Even pollsters were surprised by this Field Poll (California) which found that 63% of residents in the San Francisco area support the war. As this poll in the Washington Post makes clear only 16% oppose the war. Note that in the various categories of citizens the poll is divided into, only African Americans are below a majority (49% support the war), that the war is supported even by Liberal Democrats (52%) and Democratic women (60%). I know, these are just polls, etc., and youre right. Still, you must admit, these figures are not completely without meaning; the disparity between for war and against war is too big.
It needs to be pointed out that asking if you "support the war" has a completely different meaning for most folks today than it did 5 weeks ago. (The pollsters would have been better off asking, "is this a just war," or "is this a legal war.")
Whereas five weeks ago, many people might have taken this question to mean "are you in support of going to war with Iraq," my feeling is that most people, asked today, are more inclined to interpret the question as "do you support the coalition troops" or "do you hope for a quick and successful outcome to the war." Note, for example, the poll which Dr.
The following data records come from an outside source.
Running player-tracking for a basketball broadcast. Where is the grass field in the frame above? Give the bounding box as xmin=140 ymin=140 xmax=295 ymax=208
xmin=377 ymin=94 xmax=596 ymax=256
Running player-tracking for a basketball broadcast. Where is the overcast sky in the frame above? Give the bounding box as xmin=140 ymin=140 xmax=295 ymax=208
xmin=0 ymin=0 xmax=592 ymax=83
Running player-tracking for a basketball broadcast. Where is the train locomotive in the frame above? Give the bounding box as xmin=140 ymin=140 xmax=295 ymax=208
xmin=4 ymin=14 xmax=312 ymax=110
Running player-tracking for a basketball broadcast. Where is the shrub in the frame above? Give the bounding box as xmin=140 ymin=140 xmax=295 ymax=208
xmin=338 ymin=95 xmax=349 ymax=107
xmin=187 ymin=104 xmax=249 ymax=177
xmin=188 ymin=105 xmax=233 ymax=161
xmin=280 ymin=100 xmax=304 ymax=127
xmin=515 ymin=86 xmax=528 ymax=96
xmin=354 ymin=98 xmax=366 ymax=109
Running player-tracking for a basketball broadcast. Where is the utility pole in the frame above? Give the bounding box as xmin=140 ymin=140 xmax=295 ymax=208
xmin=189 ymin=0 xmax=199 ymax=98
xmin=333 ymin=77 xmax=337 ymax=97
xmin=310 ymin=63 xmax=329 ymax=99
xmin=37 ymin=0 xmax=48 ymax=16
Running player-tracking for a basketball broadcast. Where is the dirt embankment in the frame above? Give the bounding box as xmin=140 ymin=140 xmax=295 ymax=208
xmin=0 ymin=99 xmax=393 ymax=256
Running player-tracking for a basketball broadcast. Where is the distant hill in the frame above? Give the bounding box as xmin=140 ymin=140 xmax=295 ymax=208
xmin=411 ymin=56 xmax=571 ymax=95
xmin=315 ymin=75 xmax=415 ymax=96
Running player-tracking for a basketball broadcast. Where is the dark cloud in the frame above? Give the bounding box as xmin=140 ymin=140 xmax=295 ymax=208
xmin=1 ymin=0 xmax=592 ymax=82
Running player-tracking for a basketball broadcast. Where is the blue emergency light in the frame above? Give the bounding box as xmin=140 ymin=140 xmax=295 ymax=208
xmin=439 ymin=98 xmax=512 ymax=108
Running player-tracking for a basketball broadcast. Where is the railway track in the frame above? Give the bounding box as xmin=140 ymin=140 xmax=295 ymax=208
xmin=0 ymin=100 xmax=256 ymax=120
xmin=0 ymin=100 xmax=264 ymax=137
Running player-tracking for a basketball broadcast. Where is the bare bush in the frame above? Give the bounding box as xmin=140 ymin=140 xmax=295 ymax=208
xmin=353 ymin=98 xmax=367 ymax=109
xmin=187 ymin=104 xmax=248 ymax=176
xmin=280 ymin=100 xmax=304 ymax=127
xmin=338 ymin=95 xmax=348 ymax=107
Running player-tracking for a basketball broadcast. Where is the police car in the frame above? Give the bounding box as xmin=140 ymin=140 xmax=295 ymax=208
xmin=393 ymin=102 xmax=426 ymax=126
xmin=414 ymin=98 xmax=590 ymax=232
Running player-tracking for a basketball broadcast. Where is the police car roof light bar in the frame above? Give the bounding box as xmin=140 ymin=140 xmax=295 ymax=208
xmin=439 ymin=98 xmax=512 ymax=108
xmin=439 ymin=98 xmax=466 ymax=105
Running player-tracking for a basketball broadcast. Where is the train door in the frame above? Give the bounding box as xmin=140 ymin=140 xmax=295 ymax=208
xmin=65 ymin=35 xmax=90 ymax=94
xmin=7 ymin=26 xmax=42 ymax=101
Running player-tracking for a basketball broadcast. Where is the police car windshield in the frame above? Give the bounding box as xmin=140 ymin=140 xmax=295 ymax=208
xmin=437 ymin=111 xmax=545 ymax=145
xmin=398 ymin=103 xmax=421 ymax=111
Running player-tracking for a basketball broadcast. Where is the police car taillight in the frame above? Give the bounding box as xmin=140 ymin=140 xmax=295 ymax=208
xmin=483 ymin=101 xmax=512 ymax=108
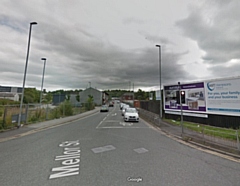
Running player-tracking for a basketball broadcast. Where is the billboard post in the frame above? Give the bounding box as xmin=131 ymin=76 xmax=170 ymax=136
xmin=178 ymin=82 xmax=184 ymax=136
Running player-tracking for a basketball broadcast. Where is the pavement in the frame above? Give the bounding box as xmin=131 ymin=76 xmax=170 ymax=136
xmin=0 ymin=107 xmax=100 ymax=142
xmin=138 ymin=108 xmax=240 ymax=159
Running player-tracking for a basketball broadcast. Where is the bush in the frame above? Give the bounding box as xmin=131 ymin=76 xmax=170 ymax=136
xmin=49 ymin=107 xmax=61 ymax=119
xmin=59 ymin=101 xmax=73 ymax=116
xmin=29 ymin=108 xmax=45 ymax=122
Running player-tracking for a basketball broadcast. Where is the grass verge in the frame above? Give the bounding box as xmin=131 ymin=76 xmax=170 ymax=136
xmin=164 ymin=119 xmax=238 ymax=141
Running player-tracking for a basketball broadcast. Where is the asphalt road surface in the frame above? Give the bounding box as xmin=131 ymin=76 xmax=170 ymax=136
xmin=0 ymin=104 xmax=240 ymax=186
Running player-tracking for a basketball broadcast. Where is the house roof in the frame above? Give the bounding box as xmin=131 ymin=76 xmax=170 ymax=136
xmin=83 ymin=87 xmax=101 ymax=93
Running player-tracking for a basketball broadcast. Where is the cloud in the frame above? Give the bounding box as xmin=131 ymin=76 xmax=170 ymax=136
xmin=176 ymin=0 xmax=240 ymax=64
xmin=0 ymin=1 xmax=203 ymax=91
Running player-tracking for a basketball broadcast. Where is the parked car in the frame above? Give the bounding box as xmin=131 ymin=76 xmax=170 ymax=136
xmin=100 ymin=105 xmax=109 ymax=112
xmin=120 ymin=103 xmax=126 ymax=110
xmin=121 ymin=104 xmax=130 ymax=116
xmin=124 ymin=108 xmax=139 ymax=122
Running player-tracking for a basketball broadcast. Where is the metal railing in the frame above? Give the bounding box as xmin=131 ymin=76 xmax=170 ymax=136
xmin=139 ymin=108 xmax=240 ymax=152
xmin=0 ymin=103 xmax=88 ymax=130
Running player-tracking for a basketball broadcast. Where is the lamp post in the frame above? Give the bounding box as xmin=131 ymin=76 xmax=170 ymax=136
xmin=18 ymin=22 xmax=37 ymax=128
xmin=40 ymin=58 xmax=47 ymax=105
xmin=156 ymin=45 xmax=162 ymax=119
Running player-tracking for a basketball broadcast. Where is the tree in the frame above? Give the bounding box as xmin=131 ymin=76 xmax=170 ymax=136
xmin=23 ymin=88 xmax=40 ymax=103
xmin=76 ymin=94 xmax=80 ymax=102
xmin=45 ymin=92 xmax=52 ymax=103
xmin=86 ymin=95 xmax=94 ymax=110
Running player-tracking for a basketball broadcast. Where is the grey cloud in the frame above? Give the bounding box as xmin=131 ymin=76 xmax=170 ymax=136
xmin=122 ymin=18 xmax=146 ymax=25
xmin=138 ymin=31 xmax=174 ymax=45
xmin=0 ymin=1 xmax=199 ymax=91
xmin=176 ymin=0 xmax=240 ymax=65
xmin=37 ymin=23 xmax=195 ymax=90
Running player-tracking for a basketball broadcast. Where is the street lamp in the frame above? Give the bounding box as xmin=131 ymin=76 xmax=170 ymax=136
xmin=156 ymin=45 xmax=162 ymax=119
xmin=18 ymin=22 xmax=37 ymax=128
xmin=40 ymin=58 xmax=47 ymax=105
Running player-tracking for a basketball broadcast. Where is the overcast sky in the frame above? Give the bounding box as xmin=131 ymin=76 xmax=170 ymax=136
xmin=1 ymin=0 xmax=240 ymax=91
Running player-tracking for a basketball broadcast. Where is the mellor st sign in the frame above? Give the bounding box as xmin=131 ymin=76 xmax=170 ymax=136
xmin=49 ymin=140 xmax=81 ymax=179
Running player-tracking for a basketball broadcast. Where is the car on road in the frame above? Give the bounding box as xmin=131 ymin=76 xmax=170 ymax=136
xmin=121 ymin=104 xmax=130 ymax=116
xmin=100 ymin=105 xmax=109 ymax=112
xmin=108 ymin=101 xmax=114 ymax=107
xmin=124 ymin=108 xmax=139 ymax=122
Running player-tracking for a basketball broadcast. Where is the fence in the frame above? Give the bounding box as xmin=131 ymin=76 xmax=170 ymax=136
xmin=139 ymin=108 xmax=240 ymax=153
xmin=0 ymin=102 xmax=92 ymax=130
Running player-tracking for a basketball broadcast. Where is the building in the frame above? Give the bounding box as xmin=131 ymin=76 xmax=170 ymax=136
xmin=0 ymin=92 xmax=19 ymax=101
xmin=0 ymin=86 xmax=22 ymax=93
xmin=52 ymin=94 xmax=66 ymax=105
xmin=121 ymin=92 xmax=134 ymax=106
xmin=79 ymin=87 xmax=109 ymax=106
xmin=69 ymin=93 xmax=81 ymax=106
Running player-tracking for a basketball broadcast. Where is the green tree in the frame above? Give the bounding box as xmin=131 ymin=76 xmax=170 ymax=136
xmin=45 ymin=92 xmax=52 ymax=103
xmin=76 ymin=94 xmax=80 ymax=102
xmin=86 ymin=95 xmax=94 ymax=110
xmin=24 ymin=88 xmax=40 ymax=103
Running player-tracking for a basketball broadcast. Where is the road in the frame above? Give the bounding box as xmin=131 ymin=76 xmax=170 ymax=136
xmin=0 ymin=103 xmax=240 ymax=186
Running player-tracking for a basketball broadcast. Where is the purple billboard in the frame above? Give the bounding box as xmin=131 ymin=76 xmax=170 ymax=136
xmin=164 ymin=82 xmax=206 ymax=113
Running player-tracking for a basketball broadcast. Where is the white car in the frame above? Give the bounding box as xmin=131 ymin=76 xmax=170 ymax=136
xmin=124 ymin=108 xmax=139 ymax=122
xmin=121 ymin=104 xmax=130 ymax=116
xmin=120 ymin=103 xmax=126 ymax=110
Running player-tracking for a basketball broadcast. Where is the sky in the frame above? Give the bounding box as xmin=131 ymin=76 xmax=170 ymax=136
xmin=1 ymin=0 xmax=240 ymax=92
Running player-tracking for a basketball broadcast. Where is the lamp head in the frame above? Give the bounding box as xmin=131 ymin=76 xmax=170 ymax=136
xmin=30 ymin=22 xmax=37 ymax=25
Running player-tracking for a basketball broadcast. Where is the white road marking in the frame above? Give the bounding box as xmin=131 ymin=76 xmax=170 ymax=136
xmin=91 ymin=145 xmax=116 ymax=153
xmin=120 ymin=122 xmax=133 ymax=126
xmin=105 ymin=120 xmax=120 ymax=123
xmin=49 ymin=140 xmax=80 ymax=179
xmin=96 ymin=121 xmax=103 ymax=129
xmin=134 ymin=148 xmax=149 ymax=154
xmin=100 ymin=126 xmax=150 ymax=129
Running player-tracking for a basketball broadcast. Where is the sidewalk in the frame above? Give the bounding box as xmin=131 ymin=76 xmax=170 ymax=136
xmin=0 ymin=107 xmax=100 ymax=142
xmin=139 ymin=109 xmax=240 ymax=158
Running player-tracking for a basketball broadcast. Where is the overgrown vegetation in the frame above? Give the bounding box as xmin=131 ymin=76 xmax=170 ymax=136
xmin=164 ymin=118 xmax=238 ymax=141
xmin=0 ymin=100 xmax=93 ymax=130
xmin=105 ymin=89 xmax=156 ymax=100
xmin=85 ymin=95 xmax=95 ymax=111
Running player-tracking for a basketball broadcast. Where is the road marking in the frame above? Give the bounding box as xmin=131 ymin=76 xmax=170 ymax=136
xmin=91 ymin=145 xmax=116 ymax=153
xmin=112 ymin=113 xmax=117 ymax=116
xmin=134 ymin=148 xmax=149 ymax=154
xmin=49 ymin=140 xmax=81 ymax=179
xmin=120 ymin=122 xmax=133 ymax=126
xmin=105 ymin=120 xmax=120 ymax=123
xmin=100 ymin=126 xmax=150 ymax=129
xmin=96 ymin=121 xmax=103 ymax=129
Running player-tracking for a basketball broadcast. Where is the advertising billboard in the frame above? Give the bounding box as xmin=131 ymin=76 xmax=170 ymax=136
xmin=205 ymin=77 xmax=240 ymax=116
xmin=164 ymin=76 xmax=240 ymax=117
xmin=164 ymin=82 xmax=206 ymax=113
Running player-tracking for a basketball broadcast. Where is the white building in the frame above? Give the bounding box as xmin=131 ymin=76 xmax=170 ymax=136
xmin=0 ymin=92 xmax=19 ymax=101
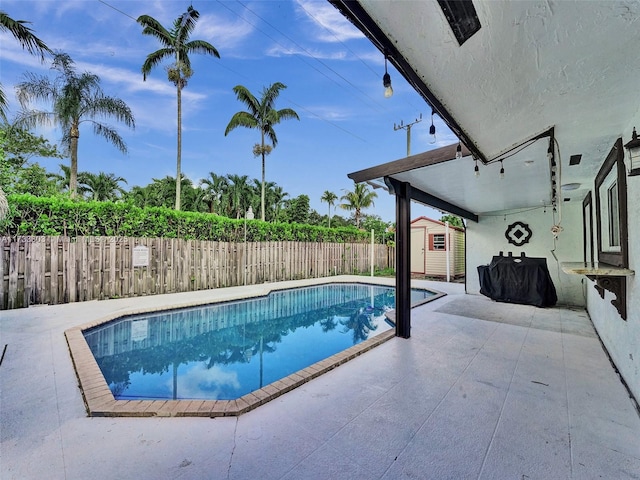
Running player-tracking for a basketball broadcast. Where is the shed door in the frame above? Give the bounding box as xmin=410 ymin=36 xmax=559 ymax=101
xmin=411 ymin=228 xmax=425 ymax=274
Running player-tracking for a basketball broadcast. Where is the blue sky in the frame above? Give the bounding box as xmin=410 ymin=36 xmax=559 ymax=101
xmin=1 ymin=0 xmax=455 ymax=222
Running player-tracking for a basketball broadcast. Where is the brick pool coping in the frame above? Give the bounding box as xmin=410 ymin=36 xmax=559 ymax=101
xmin=65 ymin=278 xmax=445 ymax=417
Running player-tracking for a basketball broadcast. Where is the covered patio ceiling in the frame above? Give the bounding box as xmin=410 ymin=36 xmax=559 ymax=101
xmin=332 ymin=0 xmax=640 ymax=216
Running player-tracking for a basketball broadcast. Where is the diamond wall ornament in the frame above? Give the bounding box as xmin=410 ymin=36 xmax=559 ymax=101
xmin=505 ymin=221 xmax=532 ymax=246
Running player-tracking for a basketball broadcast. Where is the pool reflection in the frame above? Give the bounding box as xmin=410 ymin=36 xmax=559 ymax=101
xmin=84 ymin=284 xmax=431 ymax=400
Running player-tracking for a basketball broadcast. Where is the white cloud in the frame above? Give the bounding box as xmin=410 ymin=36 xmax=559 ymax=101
xmin=303 ymin=105 xmax=356 ymax=122
xmin=265 ymin=43 xmax=348 ymax=60
xmin=194 ymin=13 xmax=254 ymax=52
xmin=172 ymin=364 xmax=241 ymax=400
xmin=294 ymin=0 xmax=365 ymax=43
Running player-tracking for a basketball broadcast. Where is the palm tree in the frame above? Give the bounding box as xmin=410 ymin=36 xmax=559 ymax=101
xmin=48 ymin=163 xmax=90 ymax=197
xmin=340 ymin=182 xmax=377 ymax=228
xmin=199 ymin=172 xmax=228 ymax=214
xmin=0 ymin=10 xmax=52 ymax=220
xmin=81 ymin=172 xmax=128 ymax=201
xmin=137 ymin=6 xmax=220 ymax=211
xmin=16 ymin=53 xmax=134 ymax=198
xmin=321 ymin=190 xmax=338 ymax=228
xmin=266 ymin=183 xmax=288 ymax=222
xmin=224 ymin=82 xmax=299 ymax=222
xmin=0 ymin=10 xmax=52 ymax=120
xmin=226 ymin=174 xmax=253 ymax=219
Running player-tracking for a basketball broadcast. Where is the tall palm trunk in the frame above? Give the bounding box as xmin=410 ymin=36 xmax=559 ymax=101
xmin=260 ymin=130 xmax=266 ymax=222
xmin=69 ymin=123 xmax=80 ymax=198
xmin=175 ymin=82 xmax=182 ymax=211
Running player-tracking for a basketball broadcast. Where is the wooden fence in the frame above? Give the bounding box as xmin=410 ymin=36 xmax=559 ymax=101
xmin=0 ymin=236 xmax=395 ymax=310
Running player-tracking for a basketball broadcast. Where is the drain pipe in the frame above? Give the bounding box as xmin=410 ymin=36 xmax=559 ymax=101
xmin=445 ymin=221 xmax=451 ymax=282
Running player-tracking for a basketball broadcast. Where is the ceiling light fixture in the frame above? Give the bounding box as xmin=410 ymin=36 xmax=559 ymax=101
xmin=499 ymin=160 xmax=505 ymax=179
xmin=429 ymin=109 xmax=436 ymax=144
xmin=456 ymin=141 xmax=463 ymax=159
xmin=624 ymin=127 xmax=640 ymax=176
xmin=383 ymin=56 xmax=393 ymax=98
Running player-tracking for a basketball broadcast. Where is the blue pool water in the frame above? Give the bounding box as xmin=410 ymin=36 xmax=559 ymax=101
xmin=84 ymin=283 xmax=434 ymax=401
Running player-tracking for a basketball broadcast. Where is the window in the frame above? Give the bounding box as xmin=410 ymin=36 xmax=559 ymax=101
xmin=595 ymin=138 xmax=628 ymax=267
xmin=607 ymin=182 xmax=620 ymax=248
xmin=431 ymin=234 xmax=446 ymax=250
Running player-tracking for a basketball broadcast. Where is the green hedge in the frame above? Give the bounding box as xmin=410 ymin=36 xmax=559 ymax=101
xmin=1 ymin=194 xmax=369 ymax=243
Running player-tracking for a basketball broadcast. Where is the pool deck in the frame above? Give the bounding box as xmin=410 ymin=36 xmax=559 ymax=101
xmin=2 ymin=276 xmax=639 ymax=479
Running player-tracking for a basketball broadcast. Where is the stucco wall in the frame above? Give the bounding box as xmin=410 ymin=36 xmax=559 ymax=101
xmin=465 ymin=127 xmax=640 ymax=403
xmin=466 ymin=201 xmax=584 ymax=306
xmin=586 ymin=125 xmax=640 ymax=402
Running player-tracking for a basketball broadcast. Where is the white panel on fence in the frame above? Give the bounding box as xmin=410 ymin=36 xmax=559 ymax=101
xmin=133 ymin=245 xmax=149 ymax=267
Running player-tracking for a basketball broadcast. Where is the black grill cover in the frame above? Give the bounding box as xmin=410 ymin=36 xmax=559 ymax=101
xmin=478 ymin=255 xmax=557 ymax=307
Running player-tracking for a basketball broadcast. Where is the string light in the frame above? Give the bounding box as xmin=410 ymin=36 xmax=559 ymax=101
xmin=383 ymin=56 xmax=393 ymax=98
xmin=474 ymin=158 xmax=480 ymax=177
xmin=429 ymin=109 xmax=436 ymax=144
xmin=456 ymin=141 xmax=463 ymax=159
xmin=499 ymin=160 xmax=505 ymax=179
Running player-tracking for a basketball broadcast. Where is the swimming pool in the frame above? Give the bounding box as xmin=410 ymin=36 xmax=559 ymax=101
xmin=65 ymin=278 xmax=444 ymax=417
xmin=83 ymin=284 xmax=435 ymax=402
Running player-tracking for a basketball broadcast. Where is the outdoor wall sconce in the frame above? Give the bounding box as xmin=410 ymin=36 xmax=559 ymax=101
xmin=624 ymin=127 xmax=640 ymax=176
xmin=383 ymin=56 xmax=393 ymax=98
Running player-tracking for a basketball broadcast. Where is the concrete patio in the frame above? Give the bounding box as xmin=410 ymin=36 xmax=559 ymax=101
xmin=1 ymin=277 xmax=639 ymax=479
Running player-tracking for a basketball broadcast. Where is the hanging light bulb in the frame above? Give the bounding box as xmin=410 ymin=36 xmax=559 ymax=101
xmin=547 ymin=141 xmax=554 ymax=161
xmin=383 ymin=56 xmax=393 ymax=98
xmin=474 ymin=158 xmax=480 ymax=177
xmin=499 ymin=160 xmax=505 ymax=179
xmin=429 ymin=109 xmax=436 ymax=144
xmin=456 ymin=141 xmax=463 ymax=159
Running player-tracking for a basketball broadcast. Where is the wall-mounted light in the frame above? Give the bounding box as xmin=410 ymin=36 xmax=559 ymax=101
xmin=429 ymin=109 xmax=436 ymax=144
xmin=456 ymin=141 xmax=462 ymax=159
xmin=499 ymin=160 xmax=505 ymax=179
xmin=624 ymin=127 xmax=640 ymax=176
xmin=383 ymin=56 xmax=393 ymax=98
xmin=474 ymin=158 xmax=479 ymax=177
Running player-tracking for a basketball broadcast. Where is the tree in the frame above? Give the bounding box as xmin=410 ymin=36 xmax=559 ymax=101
xmin=0 ymin=123 xmax=62 ymax=196
xmin=224 ymin=82 xmax=299 ymax=221
xmin=138 ymin=6 xmax=220 ymax=211
xmin=47 ymin=164 xmax=89 ymax=197
xmin=440 ymin=214 xmax=464 ymax=228
xmin=361 ymin=215 xmax=392 ymax=243
xmin=0 ymin=122 xmax=62 ymax=168
xmin=340 ymin=182 xmax=377 ymax=228
xmin=16 ymin=53 xmax=134 ymax=198
xmin=283 ymin=194 xmax=310 ymax=224
xmin=0 ymin=10 xmax=52 ymax=120
xmin=0 ymin=10 xmax=52 ymax=220
xmin=226 ymin=174 xmax=253 ymax=219
xmin=199 ymin=172 xmax=228 ymax=215
xmin=81 ymin=172 xmax=128 ymax=201
xmin=266 ymin=184 xmax=288 ymax=222
xmin=320 ymin=190 xmax=338 ymax=228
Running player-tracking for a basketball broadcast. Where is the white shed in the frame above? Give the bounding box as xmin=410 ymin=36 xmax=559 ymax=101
xmin=410 ymin=216 xmax=465 ymax=279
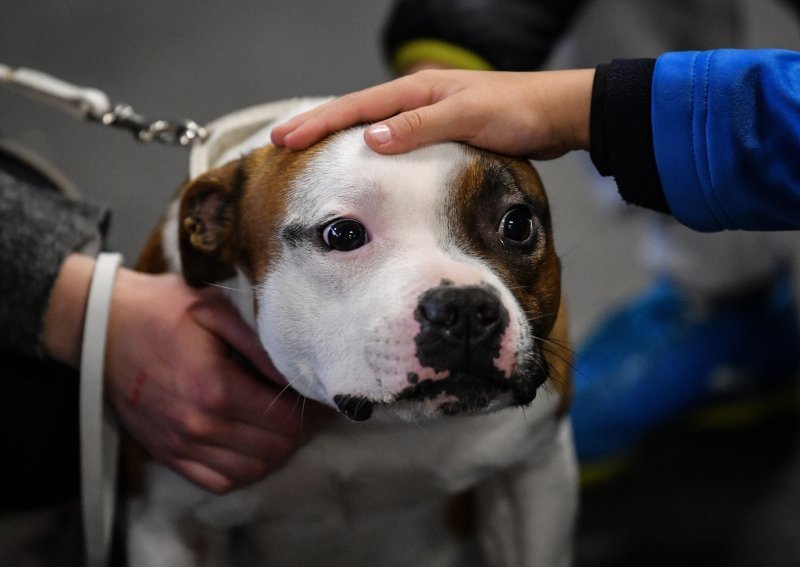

Schramm neglected to mention. In that poll, only 58% of those asked whether or not removing Saddam Hussein from power was worth the loss of American lives and other costs answered in the affirmative. And so goes Dr. Schramms bid disparity right out the window...
Depending on how the question was asked, pretty much everyone - including those of us opposed to the war - would answer in the affirmative. For example, Im very much against the idea of fighting an unjust war (as we are now), but I fully support our troops and the administration in hopes of ending this thing as quickly as possible. Its all quite subjective, really and I seriously doubt that the pollsters took the time to ask the qualifying statements necessary to draw any tangible conclusions.
That said, these numbers are not at all surprising, and certainly cannot serve as an indication of whether most Americans feel that this is a just war.